Countries can access the funds through the IMF in emergencies, and doing so doesn’t add to their debt burdens. Emergency funds like this are often desperately needed by poorer countries facing down climate-driven disasters, but poor countries have minimal access to SDRs. 

Georgieva announced in Paris that many rich countries would reallocate a portion of their own SDRs to benefit countries with greater needs for emergency funding. The sums committed added up to around $100 billion. France was the frontrunner, giving away 40% of its SDRs.

A catastrophe toolkit

The impacts of change are getting more extreme, forcing countries to take on greater debt to deal with the damage. That’s creating a vicious cycle known as the climate-debt trap, and breaking the cycle is one of the priorities of Ajay Banga, the new president of the World Bank. 

To break out of the climate-debt trap, talks in Paris focused on deploying solutions that help deal with both problems simultaneously. These measures included advanced warning systems for extreme weather that can help authorities better prepare before disaster strikes, saving lives and reducing costly damage. Discussion also focused on expanding new types of catastrophe insurance, like those piloted in Jamaica and Peru, and offering debt repayment pauses following an extreme climate event to curb the accumulation of debt in dark times.

What happened to the $100 billion promise?

One constant sore point at every recent United Nations climate summit has been the unmet promise of developed countries to spend $100 billion each year on projects in developing countries to cut emissions and help adapt to a warming planet.
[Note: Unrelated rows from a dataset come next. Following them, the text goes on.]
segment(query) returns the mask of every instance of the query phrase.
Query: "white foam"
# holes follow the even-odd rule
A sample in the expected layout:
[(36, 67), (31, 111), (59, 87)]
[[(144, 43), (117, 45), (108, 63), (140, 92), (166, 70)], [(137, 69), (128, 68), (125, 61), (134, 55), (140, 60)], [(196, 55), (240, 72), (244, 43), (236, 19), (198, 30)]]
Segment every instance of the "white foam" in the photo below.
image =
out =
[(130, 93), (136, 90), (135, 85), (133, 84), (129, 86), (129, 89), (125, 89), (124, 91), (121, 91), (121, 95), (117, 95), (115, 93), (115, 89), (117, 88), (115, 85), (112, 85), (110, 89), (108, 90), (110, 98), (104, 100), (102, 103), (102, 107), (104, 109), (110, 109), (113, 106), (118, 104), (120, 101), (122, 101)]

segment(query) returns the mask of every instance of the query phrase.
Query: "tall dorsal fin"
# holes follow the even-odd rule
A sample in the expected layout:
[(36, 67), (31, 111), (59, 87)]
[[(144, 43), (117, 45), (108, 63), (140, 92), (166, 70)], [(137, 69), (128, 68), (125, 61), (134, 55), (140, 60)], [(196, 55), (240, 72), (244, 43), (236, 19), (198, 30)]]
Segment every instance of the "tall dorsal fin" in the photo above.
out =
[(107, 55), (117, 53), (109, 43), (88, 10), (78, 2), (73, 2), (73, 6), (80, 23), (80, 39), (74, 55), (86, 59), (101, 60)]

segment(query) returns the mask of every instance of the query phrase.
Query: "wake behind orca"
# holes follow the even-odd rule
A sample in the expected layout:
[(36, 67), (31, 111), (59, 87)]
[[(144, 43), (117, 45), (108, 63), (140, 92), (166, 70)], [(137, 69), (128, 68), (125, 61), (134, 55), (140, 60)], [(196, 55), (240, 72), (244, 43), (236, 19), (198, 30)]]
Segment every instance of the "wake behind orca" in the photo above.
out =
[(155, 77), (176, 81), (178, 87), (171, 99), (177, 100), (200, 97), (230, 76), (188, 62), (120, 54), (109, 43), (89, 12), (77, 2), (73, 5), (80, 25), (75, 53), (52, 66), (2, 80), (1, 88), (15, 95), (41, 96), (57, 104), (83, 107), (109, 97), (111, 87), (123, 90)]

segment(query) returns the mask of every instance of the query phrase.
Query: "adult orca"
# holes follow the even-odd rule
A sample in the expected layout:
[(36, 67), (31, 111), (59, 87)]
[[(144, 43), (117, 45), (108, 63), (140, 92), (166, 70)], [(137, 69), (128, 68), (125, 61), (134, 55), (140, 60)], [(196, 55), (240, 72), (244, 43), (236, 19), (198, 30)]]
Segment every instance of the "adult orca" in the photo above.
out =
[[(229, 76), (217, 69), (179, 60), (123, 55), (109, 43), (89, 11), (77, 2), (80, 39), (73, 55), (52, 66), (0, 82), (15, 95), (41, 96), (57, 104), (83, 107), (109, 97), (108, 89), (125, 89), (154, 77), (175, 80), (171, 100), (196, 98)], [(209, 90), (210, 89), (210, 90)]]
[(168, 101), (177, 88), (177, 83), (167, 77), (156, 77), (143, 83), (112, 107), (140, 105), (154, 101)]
As of 2020, the total stood at $83 billion, according to an OECD analysis

Macron announced that he is “confident” that countries will finally reach the commitment this year, nearly three years later than the 2020 deadline. This will be something to monitor ahead of the annual COP28 climate summit, set for Dubai towards the end of the year.

Talk of international taxes

Macron raised the prospect of international taxes to help generate the money needed to address global problems. That kind of worldwide tax could be imposed on shipping, aviation or even financial transactions. 

Macron noted the traction building for a tax on carbon emissions from the shipping industry, sharing a list of 22 supportive countries — including Spain, Portugal, Norway and many island countries that would see an increase in cost on their imports as a result. 

The proposal is still far from securing the support needed of the 170-member International Maritime Organization, which will determine whether a levy can be adopted.

Energy boost

$2.7 billion

This is how much Senegal secured in funding from Group of Seven countries to transition to cleaner energy, making it the first country that doesn’t rely on coal for electricity to get funding under such a program. 

Meet the Bridgetown Agenda

“Eighty-one percent of all climate mitigation and green transformation stuff is financed by the private sector in rich countries, but only 14% in poor countries. So we’ve got to change that equation.”

Avinash Persaud

Special envoy on investment and financial services for Barbados

Other highlights

Citi supports a pause clause. A senior banker at Citigroup Inc. said lenders need to accept so-called pause clauses to let struggling sovereign borrowers temporarily halt debt payments if they’re hit by a catastrophe.

Zambia wins debt relief. The country agreed in principle to restructure $6.3 billion of debt with bilateral lenders, setting a precedent for a growing list of countries — including many climate-vulnerable ones — that are struggling to service their liabilities.

Egypt may get a vital guarantee. In an interview at the Paris summit, the Asian Infrastructure Investment Bank’s president said the bank is in talks to guarantee a climate-related bond being issued by Egypt.